Por MAÍRA MORAES*
Especial para o R7
Há alguns dias as redes sociais têm replicado o depoimento da mãe do dançarino D.G (Douglas Rafael da Silva) do programa Esquenta, assassinado no Rio de Janeiro.
A mãe de D. G Srª Maria de Fátima da Silva se manifestou com indignação contra Regina Casé e a equipe do programa Esquenta no episódio no qual o programa homenageava seu filho.
Em seu depoimento, a mãe de D.G relata que foi tratada com descaso pelo programa e usada para alavancar a audiência.
O depoimento causou indignação nas mídias sociais e gerou enorme desconforto em quem já condenava a espetacularização da violência na TV.
Os compartilhamentos do depoimento foram acompanhados por diversos comentários negativos sobre Regina Casé.
Proximidade com classes populares
Atriz veterana da TV, cinema e do teatro, e cujo perfil cômico rendeu personagens icônicos como a Tina Pepper da novela Sassaricando, as esquetes divertidas e inteligentes do TV Pirata, papéis do cinema nacional e programas que já exploravam o filão das periferias como o Brasil Legal.
Casé, apesar da proximidade com as classes populares, vem de uma família abastada, mas sua empatia e talento rendeu uma espécie de “abre alas” nas classes populares.
O que deu errado?
Se Casé sempre utilizou seu talento e inteligência para demonstrar a riqueza cultural da periferia, o que deu errado com o Esquenta?

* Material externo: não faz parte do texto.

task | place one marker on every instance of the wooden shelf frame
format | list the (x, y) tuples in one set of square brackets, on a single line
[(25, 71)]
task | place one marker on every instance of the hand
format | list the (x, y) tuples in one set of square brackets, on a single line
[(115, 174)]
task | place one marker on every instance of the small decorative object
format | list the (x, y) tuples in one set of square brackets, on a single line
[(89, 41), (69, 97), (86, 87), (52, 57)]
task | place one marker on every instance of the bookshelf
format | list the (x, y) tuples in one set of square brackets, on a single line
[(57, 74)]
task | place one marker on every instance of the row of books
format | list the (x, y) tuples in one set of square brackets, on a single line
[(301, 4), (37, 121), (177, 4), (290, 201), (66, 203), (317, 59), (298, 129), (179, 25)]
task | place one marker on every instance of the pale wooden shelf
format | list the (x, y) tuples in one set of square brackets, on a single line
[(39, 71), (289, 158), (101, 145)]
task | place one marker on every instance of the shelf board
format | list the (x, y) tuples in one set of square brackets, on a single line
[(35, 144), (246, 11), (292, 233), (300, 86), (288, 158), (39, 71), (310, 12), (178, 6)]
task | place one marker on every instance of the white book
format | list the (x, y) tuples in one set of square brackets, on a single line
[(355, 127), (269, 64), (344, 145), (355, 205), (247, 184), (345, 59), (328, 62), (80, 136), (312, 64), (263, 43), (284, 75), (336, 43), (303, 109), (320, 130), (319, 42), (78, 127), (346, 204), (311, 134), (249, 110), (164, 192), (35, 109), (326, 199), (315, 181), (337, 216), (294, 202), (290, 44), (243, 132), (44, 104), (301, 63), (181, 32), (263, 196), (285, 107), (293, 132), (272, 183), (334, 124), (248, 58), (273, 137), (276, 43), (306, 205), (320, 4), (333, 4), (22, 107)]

Um programa de TV não é apenas o seu apresentador, mas uma equipe composta por produtores, jornalistas, roteiristas, diretores, técnicos.
E o programa Esquenta utiliza sua equipe para pretensiosamente ser um programa para todos.
Ou melhor, “ligar o morro ao asfalto”, vencer as barreiras de classe e de cultura do Brasil.
União de classes?
A questão é que o Esquenta mimetiza os mitos mais superficiais de nosso país: o da “democracia racial” e da união cultural entre classes.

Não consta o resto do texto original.